De betekenis van wetgeving zal in de toekomst nog in belang toenemen. Die stelling lijkt gerechtvaardigd als sociale wetenschappers uitspreken, dat de wetgeving de werkgever tot verbetering van de kwaliteit van de arbeid zal moeren dwingen. De situatie wordt ingewikkelder als tevens uit geschriften van sociale wetenschappers twijfel blijkt over de deskundigheid van vele wettenmakers op hun terrein. Ondeskundigheid, omdat voldoende kennis over een bepaald werkelijkheidsgebied plus de kennis over de effecten, van de op grond van die deskundigheid getroffen wettelijke maatregelen, niet bestaat. Ook bij juristen bestaat ontevredenheid over het wetgevingsproces. Het ministerie van Sociale Zaken wordt verweten geen goede reputatie te hebben op het terrein van wetgeving. In dit verwijt wordt vooral kritiek op de onduidelijke formuleringen in de WOR '79 geuit. Bovendien wordt door juristen gesteld, dat de wetgever in zijn taak te kort schiet, ingrijpende veranderingen in de samenleving te beantwoorden met de vorming van nieuw recht. In de jaarvergadering van de Nederlandse Juristenvereniging (NJV) van 1979 wordt uitvoerig kritiek geuit op het bestaande wetgevingsproces. Preadviseur Scheltema stelt daarbij uitdrukkelijk het vraagstuk van de effectiviteit van wetgeving aan de orde. Hij constateert een ernstig gebrek aan kennis omtrent dit vraagstuk. Vragen naar effecten van wetten, naar het ontstaan van niet voorziene en wellicht schadelijke neveneffecten, naar het juiste sanctiesysteem, en naar beter werkende alternatieven, worden volgens hem nauwelijks gesteld. Het macabere is, dat de discussie naar aanleiding van de beide preadviezen, zijn stelling bevestigt.
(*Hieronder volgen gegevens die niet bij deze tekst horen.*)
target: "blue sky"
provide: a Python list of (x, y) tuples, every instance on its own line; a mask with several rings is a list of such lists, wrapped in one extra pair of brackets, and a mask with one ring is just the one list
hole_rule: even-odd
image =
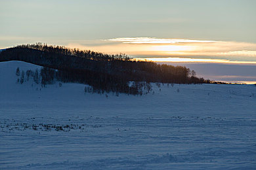
[(255, 7), (253, 0), (1, 0), (0, 48), (42, 42), (134, 58), (254, 65)]

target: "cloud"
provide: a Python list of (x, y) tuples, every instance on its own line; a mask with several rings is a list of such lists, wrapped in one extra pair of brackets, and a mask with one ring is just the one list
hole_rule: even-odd
[(179, 44), (179, 43), (207, 43), (217, 42), (215, 41), (157, 39), (150, 37), (116, 38), (108, 39), (109, 41), (122, 42), (131, 44)]
[(256, 61), (230, 61), (223, 59), (209, 59), (209, 58), (135, 58), (137, 60), (148, 60), (154, 62), (181, 62), (181, 63), (217, 63), (226, 64), (253, 64), (256, 65)]

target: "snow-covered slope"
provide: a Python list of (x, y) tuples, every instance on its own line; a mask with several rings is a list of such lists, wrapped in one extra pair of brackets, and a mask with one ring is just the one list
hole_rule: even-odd
[(153, 84), (142, 96), (16, 84), (0, 63), (0, 169), (254, 169), (256, 87)]

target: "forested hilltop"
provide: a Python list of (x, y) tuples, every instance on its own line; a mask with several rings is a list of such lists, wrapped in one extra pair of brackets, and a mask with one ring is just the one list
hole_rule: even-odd
[[(0, 61), (11, 60), (45, 67), (39, 74), (42, 84), (54, 79), (79, 82), (98, 92), (141, 94), (143, 89), (150, 91), (149, 82), (222, 83), (198, 78), (185, 67), (135, 61), (123, 54), (110, 55), (41, 43), (18, 45), (0, 53)], [(131, 86), (130, 82), (135, 83)]]

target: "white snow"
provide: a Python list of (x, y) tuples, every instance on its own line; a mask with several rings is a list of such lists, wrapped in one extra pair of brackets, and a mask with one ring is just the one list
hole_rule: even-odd
[(18, 67), (40, 68), (0, 63), (1, 169), (255, 169), (253, 85), (106, 97), (79, 84), (16, 84)]

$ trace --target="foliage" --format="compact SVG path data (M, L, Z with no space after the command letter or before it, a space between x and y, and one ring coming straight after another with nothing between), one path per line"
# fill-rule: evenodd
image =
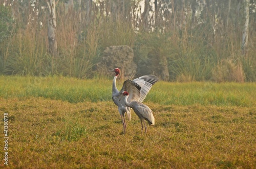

De enige. die meer dan terloopse aandacht aan het vraagstuk van de effectiviteit besteedt is afkomstig uit dezelfde vakgroep van de RU Groningen als waartoe de preadviseur behoort. Het ontbreken van voldoende empirisch materiaal behoeft ons er niet van te weerhouden het vraagstuk van de effectiviteit aan te pakken, zo menen anderen. Het onderscheid tussen de adressanten- en de adressaten-positie, kan al leiden tot enige theorievorming vanuit de adressaten-optiek. Men zou zich moeten afvragen: 'Hoe zou je procedure en inhoud moeten aanpassen aan de behoeften van mensen? Waarom zouden we dan ook niet de slogan '"wetgeving met een menselijk gezicht" aanheffen?' aldus Van Maarseveen, een voorstander van deze theorievorming.